Block 602 denotes the property damage level and block 604 denotes the injury severity level. Block 606 denotes a cost calculation module, wherein block 608 denotes a lockup table based on historical and/or test data, block 610 denotes a machine learning model, and block 612 denotes insurance company data. Block 614 denotes the cost of a collision. Block 616 denotes the near miss closeness weighting, e.g. the weighting factor c. Block 616 denotes, as an output, a potential cost-based severity of the near mis event.

For further highlighting the risk assessment, Fig. 8 illustrates in a flowchart a method 800 for assessing risk of deploying an at least one traffic participant at a specific location. The method comprises receiving 810 trajectory data indicating trajectory information of at least one traffic participant of a traffic scenario at a specific location. Further, the method comprises analyzing 820 the trajectory data for occurrence of near miss events involving the at least one traffic participant.
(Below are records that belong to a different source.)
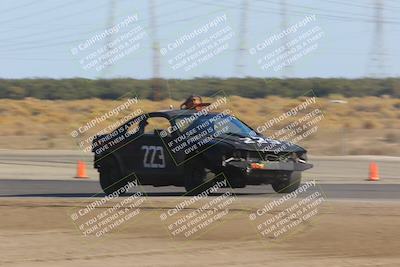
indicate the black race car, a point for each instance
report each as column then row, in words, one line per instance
column 195, row 149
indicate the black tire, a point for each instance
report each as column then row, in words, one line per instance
column 111, row 179
column 289, row 185
column 196, row 178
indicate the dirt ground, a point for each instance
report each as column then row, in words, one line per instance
column 40, row 232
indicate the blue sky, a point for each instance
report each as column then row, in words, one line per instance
column 37, row 37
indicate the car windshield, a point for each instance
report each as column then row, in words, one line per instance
column 213, row 123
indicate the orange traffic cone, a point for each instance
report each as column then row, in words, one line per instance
column 81, row 170
column 373, row 172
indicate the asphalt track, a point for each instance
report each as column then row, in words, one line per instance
column 85, row 189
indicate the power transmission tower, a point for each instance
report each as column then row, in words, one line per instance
column 240, row 56
column 377, row 56
column 155, row 94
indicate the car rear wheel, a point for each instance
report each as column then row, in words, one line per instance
column 111, row 179
column 289, row 185
column 196, row 178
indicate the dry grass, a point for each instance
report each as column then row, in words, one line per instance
column 368, row 125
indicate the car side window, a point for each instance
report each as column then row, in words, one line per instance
column 156, row 123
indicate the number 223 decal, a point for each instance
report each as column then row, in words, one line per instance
column 153, row 157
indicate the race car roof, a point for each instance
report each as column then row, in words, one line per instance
column 175, row 112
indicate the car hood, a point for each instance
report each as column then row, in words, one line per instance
column 259, row 143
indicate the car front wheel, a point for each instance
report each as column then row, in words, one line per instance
column 289, row 185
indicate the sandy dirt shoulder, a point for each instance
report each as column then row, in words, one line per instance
column 39, row 232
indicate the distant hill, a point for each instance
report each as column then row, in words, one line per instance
column 79, row 88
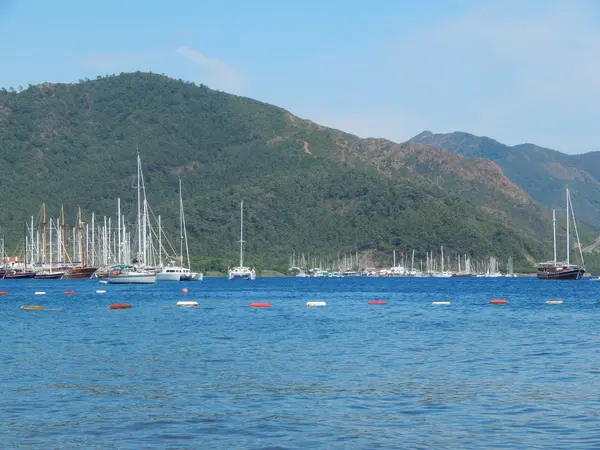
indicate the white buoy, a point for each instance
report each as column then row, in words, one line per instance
column 187, row 303
column 311, row 304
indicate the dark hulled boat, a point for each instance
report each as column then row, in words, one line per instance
column 554, row 270
column 80, row 272
column 18, row 275
column 49, row 275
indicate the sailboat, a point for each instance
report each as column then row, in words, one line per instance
column 16, row 274
column 47, row 273
column 81, row 271
column 180, row 273
column 125, row 273
column 241, row 271
column 555, row 270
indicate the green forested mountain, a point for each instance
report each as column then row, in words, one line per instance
column 306, row 188
column 543, row 173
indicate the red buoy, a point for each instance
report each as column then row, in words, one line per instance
column 377, row 302
column 498, row 302
column 120, row 306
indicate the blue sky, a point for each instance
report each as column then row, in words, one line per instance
column 517, row 71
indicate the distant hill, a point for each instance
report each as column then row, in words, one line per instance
column 541, row 172
column 306, row 188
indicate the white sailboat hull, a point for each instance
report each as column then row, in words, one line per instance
column 168, row 276
column 174, row 273
column 241, row 272
column 132, row 278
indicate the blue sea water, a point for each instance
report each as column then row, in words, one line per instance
column 408, row 374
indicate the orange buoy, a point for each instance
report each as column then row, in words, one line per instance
column 498, row 302
column 120, row 306
column 377, row 302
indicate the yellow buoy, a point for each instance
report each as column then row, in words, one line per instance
column 187, row 304
column 311, row 304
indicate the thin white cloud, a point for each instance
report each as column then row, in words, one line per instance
column 215, row 72
column 516, row 71
column 117, row 62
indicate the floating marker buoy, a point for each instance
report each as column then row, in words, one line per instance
column 187, row 304
column 120, row 306
column 260, row 305
column 310, row 304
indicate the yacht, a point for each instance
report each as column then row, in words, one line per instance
column 241, row 271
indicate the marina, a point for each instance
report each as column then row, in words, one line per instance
column 249, row 372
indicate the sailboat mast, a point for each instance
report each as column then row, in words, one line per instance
column 32, row 244
column 242, row 233
column 159, row 241
column 43, row 233
column 62, row 235
column 554, row 232
column 119, row 241
column 81, row 253
column 568, row 238
column 139, row 208
column 51, row 244
column 180, row 225
column 187, row 248
column 93, row 239
column 25, row 246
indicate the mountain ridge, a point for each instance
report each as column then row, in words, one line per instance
column 540, row 171
column 308, row 188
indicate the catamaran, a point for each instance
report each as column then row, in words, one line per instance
column 241, row 271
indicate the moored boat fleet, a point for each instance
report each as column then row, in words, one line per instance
column 52, row 250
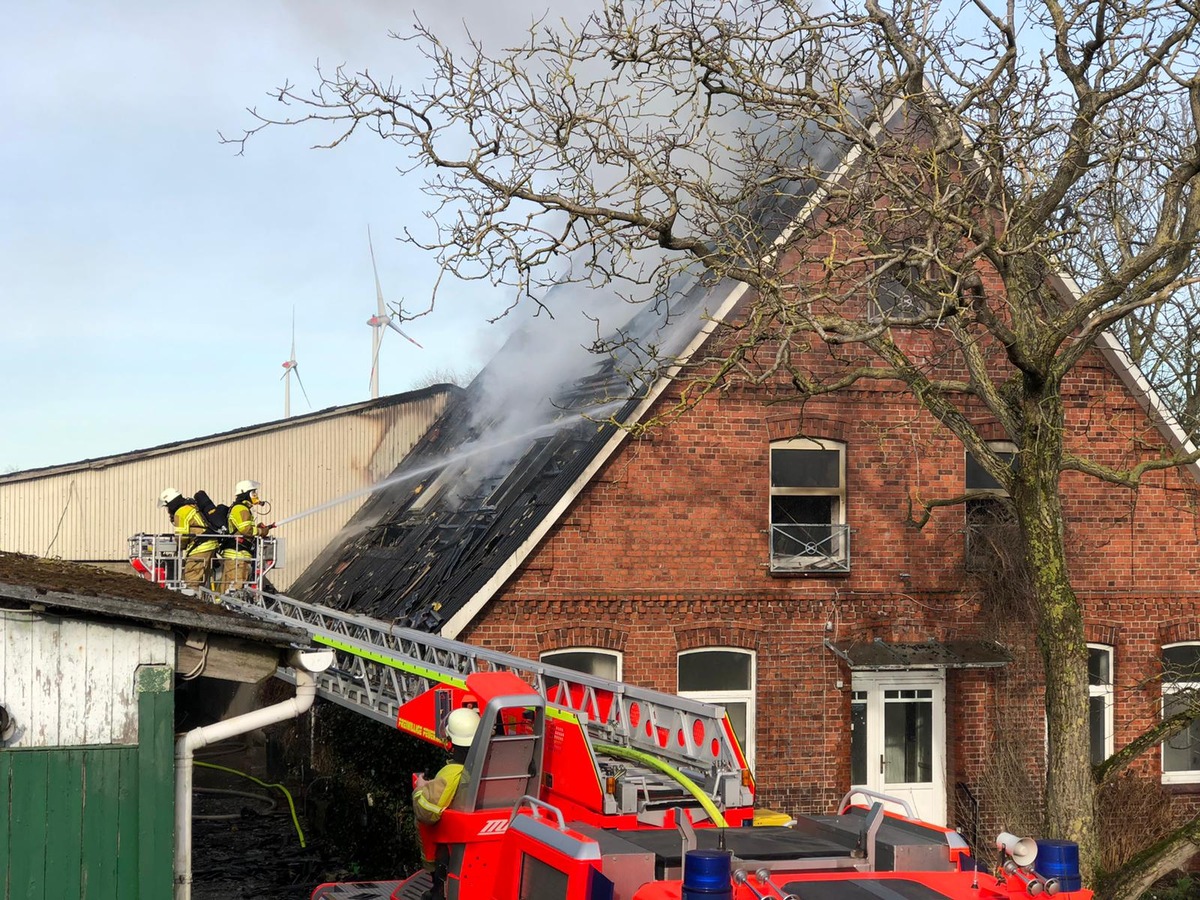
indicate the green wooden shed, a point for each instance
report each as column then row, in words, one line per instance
column 88, row 670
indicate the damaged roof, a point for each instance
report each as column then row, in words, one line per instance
column 472, row 499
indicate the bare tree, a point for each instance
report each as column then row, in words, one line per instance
column 1015, row 181
column 1164, row 341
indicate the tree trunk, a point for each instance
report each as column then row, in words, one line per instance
column 1069, row 793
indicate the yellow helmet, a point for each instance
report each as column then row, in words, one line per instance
column 461, row 726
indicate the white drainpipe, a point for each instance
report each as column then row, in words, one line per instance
column 305, row 664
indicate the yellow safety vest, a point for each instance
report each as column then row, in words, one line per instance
column 433, row 797
column 241, row 522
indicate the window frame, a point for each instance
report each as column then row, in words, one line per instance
column 994, row 498
column 839, row 539
column 1176, row 777
column 545, row 657
column 721, row 697
column 1105, row 691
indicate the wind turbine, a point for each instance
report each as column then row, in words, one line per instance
column 292, row 369
column 378, row 323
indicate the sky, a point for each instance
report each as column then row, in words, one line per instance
column 149, row 275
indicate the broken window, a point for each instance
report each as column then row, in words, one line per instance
column 808, row 507
column 991, row 525
column 593, row 661
column 724, row 677
column 603, row 664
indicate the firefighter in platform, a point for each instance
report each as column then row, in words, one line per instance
column 197, row 549
column 432, row 796
column 238, row 556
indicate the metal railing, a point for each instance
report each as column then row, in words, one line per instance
column 803, row 547
column 966, row 815
column 159, row 558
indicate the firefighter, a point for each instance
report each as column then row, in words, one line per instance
column 198, row 550
column 238, row 556
column 431, row 797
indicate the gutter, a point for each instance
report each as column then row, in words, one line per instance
column 306, row 664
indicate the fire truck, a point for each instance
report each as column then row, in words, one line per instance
column 580, row 787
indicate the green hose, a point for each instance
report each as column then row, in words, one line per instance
column 261, row 784
column 655, row 763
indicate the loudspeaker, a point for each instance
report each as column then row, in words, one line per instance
column 1023, row 850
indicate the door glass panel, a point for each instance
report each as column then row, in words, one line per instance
column 858, row 738
column 909, row 737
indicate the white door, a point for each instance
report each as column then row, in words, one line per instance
column 898, row 738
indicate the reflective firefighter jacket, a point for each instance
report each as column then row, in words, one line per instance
column 190, row 523
column 241, row 526
column 431, row 798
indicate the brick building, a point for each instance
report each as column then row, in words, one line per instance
column 759, row 552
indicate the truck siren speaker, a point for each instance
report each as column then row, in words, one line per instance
column 1023, row 850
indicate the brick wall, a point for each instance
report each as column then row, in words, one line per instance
column 667, row 550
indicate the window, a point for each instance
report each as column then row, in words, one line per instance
column 808, row 507
column 1181, row 679
column 990, row 520
column 726, row 678
column 894, row 303
column 1099, row 701
column 603, row 664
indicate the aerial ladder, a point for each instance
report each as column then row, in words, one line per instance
column 609, row 751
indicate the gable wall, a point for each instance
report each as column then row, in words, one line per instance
column 667, row 550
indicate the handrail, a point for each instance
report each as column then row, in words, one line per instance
column 867, row 792
column 534, row 804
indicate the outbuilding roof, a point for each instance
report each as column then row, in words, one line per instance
column 29, row 581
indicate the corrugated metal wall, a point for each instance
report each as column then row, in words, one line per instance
column 87, row 511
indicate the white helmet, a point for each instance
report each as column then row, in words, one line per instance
column 461, row 726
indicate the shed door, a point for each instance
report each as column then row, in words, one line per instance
column 898, row 741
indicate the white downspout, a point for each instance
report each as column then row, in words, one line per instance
column 306, row 664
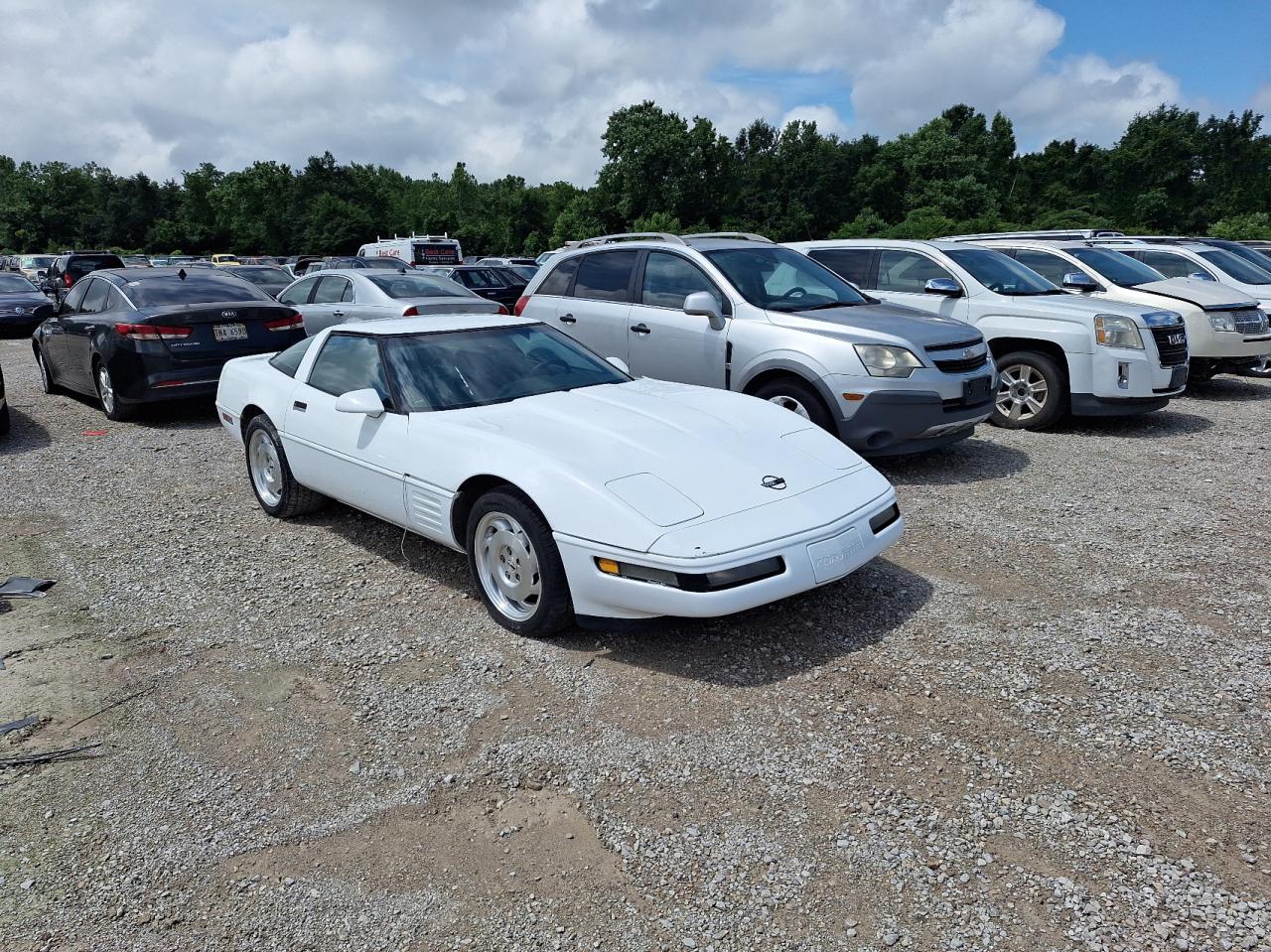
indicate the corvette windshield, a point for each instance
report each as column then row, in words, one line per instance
column 457, row 368
column 779, row 279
The method further comprises determining 830 a safety criticality of the traffic scenario based on the analysis of the trajectory data. The safety criticality considers a closeness of a near miss event to becoming a collision and an estimated severity in case of such collision. In addition, the method comprises generating 840 output data indicating the safety criticality for the specific location.

Claims

Patent claims

1 . A method (800) for assessing risk of deploying an at least one traffic participant (12, 14) at a specific location, the method comprising: receiving (810) trajectory data indicating trajectory information of at least one traffic participant of a traffic scenario at a specific location; analyzing (820) the trajectory data for occurrence of near miss events involving the at least one traffic participant; determining (830) a safety criticality of the traffic scenario based on the analysis of the trajectory data, the safety criticality considering a closeness of a near miss event to becoming a collision and an estimated severity in case of such collision; and generating (840) output data indicating the safety criticality for the specific location.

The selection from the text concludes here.